[vox-tech] cygwin - segfault on array allocation
Matt Roper
matt at mattrope.com
Wed Feb 8 10:16:02 PST 2006
On Wed, Feb 08, 2006 at 12:12:19PM -0500, Peter Jay Salzman wrote:
>
> i'm finding that cygwin segfaults on a very simple program:
>
> #include <iostream>
> using std::cout;
> using std::endl;
> // 50760 is the last
>
> int main( int argc, char *argv[] )
> {
> const long int N = strtol(argv[1], (char **)0, 0);
> double a[N], b[N], c[N], d[N], ans[N];
>
> return 0;
> }
>
> It does not segfault when N=50760 but does segfault when N=50761. In GDB:
>
> $ gdb arg.exe
> GNU gdb 6.3.50_2004-12-28-cvs (cygwin-special)
> (gdb) set args 50761
> (gdb) break 1
> Breakpoint 1 at 0x401050: file arg.cc, line 1.
> (gdb) run
> Starting program: /cygdrive/c/Documents and
> Settings/psalzman/home/tests/args/arg.exe 50761
>
> Breakpoint 1, main (argc=2, argv=0x4c2b90) at arg.cc:7
> 7 {
> (gdb) n
>
> Program received signal SIGSEGV, Segmentation fault.

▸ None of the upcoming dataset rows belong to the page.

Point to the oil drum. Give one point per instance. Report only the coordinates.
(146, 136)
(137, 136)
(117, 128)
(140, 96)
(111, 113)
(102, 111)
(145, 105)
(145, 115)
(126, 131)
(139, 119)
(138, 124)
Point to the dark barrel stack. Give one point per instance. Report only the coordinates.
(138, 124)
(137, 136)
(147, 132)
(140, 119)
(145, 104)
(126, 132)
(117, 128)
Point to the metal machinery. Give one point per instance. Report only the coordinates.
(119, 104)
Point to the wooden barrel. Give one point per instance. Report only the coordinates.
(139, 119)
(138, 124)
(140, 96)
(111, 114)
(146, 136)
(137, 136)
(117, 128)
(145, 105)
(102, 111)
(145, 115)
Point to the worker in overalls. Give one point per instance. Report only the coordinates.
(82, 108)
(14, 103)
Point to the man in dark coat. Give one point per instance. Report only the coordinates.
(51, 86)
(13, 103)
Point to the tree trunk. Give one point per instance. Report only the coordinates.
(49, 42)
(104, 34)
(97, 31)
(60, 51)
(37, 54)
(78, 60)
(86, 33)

> 0x610ae938 in pthread_key_create () from /usr/bin/cygwin1.dll
> (gdb)
>
> which is odd; I don't believe this line number. I'm guessing the problem is
> memory related because when I remove one of the arrays, the largest number
> that does not cause a segfault increases.
>
> But it's strange because the machine has a gig of RAM. With 8 byte doubles,
> each array is only approximately .4MB.
>
> Any idea what's going on?
Just a guess, but could you be overflowing your stack? I don't know
much about windows/cygwin, but if it only gives a 2MB stack to your
process then your arrays would be filling that up. Try running "ulimit
-a" at your console (or whatever is appropriate if cygwin uses a shell
other than bash).
If you allocate those arrays on the heap, do you still have problems?